Gadhafi homes reveal champagne lifestyle
The fancy beach villas are testimony to the fact that the Gadhafis not only ruled Libya, they owned it, and treated its oil wealth as their personal patrimony.
Yet the cars now parked outside these gilded villas are no longer fleets of limousines, but the motley collection of jeeps and machine-gun mounted pick-up trucks belonging to the rag-tag army of civilians who rose up and overthrew the Gadhafis.
And it is those fighters who now sleep inside the Italian-designed bedrooms with their Pierre Cardin carpets and Burberry couches, resting at the end of the Muslim month of Ramadan.
"The day that we have been dreaming of all our lifetime has come. This beach was reserved for Gadhafi sons, their families, friends and the ruling elite," said Kabet, a legal adviser at the economic council of Libya before joining the revolution in February.
"They are the ones who enjoyed the wealth of Libya not us. The Libyans got nothing out of it," he said.
"Libyans could never swim here or get near these gates. The fate of anybody who dares get close to these walls was known, he will be shot dead," Kabet said.
For nearly all of them the Eid al-Fitr at the end of the month of fasting will be their first without Gadhafi, whose 42 years in power have conditioned their lives.
This gated community, known as Regatta, is one of two sun-coloured mini-cities built along the sandy Mediterranean beaches west of Tripoli -- protected and private resorts designed to their own voracious specifications.
There are supermarkets and diving centres, tennis courts and football pitches, restaurants and clinics. Some have their own gyms and swimming pools. Motor boats are moored nearby.
"This is only one drop of their wealth and the many houses they have here and abroad and the billions they have," said Abdel-Salam Kilani, an officer who defected from Gadhafi's troops in February.
"THE MILLIONS THEY HAVE ARE WORTHLESS"
At the villa of Saadi Gadhafi, suits, cashmere coats, ties and shoes from almost every famous designer in the world, were tossed on the floor. Suitcases were flung open, suggestive of a hurried exit.
Added to the mix were recordings of Pink Floyd, popular Lebanese singer George Wassouf and the West Wing television series along with printed pages of al-Jazeera news bulletins on the flight of Tunisian President Zine al-Abidine Ben Ali.
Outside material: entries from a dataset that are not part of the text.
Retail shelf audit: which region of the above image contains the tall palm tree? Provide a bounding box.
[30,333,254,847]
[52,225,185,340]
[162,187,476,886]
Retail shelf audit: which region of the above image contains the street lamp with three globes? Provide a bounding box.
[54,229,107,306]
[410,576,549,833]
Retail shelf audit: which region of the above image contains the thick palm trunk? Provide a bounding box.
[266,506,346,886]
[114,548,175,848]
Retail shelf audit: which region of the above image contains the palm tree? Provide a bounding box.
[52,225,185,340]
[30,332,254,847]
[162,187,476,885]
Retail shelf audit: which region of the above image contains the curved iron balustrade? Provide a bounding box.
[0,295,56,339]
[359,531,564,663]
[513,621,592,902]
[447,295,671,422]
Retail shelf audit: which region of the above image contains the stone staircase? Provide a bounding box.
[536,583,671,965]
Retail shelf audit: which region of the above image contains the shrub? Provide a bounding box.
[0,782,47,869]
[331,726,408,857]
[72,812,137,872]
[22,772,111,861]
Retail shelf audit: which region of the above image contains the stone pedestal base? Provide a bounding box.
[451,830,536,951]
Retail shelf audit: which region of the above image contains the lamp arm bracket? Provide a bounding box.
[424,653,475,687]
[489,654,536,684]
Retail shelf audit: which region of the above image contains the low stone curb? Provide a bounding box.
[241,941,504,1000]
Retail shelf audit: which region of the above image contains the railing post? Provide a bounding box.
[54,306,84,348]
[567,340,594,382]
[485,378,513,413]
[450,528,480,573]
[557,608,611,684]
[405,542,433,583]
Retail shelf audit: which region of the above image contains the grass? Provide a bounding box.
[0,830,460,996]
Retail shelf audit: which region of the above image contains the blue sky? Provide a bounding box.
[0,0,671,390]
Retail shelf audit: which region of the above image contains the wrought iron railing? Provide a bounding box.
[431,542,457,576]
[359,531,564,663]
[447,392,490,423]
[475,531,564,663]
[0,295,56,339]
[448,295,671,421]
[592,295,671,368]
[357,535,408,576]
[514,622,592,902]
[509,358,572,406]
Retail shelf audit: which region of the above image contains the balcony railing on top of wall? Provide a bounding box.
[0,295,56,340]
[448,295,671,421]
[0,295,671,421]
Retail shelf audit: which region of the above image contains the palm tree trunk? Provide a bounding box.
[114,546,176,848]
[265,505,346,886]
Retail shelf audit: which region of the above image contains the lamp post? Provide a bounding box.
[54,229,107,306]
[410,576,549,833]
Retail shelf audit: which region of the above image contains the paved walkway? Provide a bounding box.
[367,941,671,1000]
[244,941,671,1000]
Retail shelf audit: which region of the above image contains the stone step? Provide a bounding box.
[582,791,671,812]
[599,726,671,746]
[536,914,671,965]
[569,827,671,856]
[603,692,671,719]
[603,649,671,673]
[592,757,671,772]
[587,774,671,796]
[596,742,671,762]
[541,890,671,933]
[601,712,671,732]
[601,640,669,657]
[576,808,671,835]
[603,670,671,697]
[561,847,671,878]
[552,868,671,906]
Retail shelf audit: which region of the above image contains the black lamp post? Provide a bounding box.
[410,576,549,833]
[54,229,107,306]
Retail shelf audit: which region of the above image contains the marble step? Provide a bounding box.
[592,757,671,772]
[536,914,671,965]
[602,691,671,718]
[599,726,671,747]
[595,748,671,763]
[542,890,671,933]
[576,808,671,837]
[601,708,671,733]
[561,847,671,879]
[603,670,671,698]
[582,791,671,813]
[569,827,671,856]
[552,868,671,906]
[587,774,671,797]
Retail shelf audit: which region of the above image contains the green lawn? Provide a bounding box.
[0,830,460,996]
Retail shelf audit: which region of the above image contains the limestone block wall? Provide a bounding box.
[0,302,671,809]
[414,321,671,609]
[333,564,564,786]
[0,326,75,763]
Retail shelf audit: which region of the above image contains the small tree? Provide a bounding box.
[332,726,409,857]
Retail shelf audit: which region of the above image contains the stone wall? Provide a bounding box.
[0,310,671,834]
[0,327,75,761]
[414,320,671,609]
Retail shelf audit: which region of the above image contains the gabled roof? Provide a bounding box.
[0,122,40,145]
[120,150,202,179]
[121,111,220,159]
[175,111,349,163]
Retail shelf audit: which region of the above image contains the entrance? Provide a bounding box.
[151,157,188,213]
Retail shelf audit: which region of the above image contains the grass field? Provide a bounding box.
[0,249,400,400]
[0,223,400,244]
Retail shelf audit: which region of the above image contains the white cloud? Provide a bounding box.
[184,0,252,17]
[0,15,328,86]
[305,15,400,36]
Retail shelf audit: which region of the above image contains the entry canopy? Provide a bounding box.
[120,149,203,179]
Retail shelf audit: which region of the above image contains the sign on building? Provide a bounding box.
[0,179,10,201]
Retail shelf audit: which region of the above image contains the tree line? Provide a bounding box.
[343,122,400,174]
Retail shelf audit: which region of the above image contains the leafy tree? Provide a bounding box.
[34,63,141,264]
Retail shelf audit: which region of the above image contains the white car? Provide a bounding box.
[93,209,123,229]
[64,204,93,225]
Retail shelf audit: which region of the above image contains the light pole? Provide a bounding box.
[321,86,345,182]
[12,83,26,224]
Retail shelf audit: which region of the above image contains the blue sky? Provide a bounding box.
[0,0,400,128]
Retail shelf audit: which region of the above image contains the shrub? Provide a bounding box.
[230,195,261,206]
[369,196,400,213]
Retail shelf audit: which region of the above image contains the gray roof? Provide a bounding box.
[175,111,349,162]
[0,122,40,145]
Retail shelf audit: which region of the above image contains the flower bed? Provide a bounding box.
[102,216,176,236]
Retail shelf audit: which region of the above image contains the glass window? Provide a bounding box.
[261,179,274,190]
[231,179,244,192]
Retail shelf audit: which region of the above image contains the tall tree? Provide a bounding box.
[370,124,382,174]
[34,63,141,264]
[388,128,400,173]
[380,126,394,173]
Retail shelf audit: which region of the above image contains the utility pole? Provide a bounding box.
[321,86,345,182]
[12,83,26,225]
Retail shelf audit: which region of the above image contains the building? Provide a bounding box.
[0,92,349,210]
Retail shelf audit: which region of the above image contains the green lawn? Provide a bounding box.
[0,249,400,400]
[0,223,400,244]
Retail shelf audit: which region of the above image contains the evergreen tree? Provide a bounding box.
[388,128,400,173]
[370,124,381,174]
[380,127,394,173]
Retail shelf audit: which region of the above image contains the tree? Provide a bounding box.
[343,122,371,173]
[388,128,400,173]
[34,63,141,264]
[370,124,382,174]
The Gadhafis seemed passionate about luxury goods, but less keen on books.
The one book in the villa owned by Mohammed Gadhafi, who fled to Algeria was "Body and Soul Escapes", a book on meditation. His house was adorned with photos of sport clubs, flags as well as sporting memorabilia and photos of his family.
Flight schedules to neighbouring Arab countries left behind seemed to be one of their recent preoccupations.
The new tenants appeared comfortable in Aisha's 13-bedroom elegantly-furnished house, each of the fighters occupying a bedroom of his own. The rebels had packed her photo albums in a box except for a torn one of her with her father in her youth.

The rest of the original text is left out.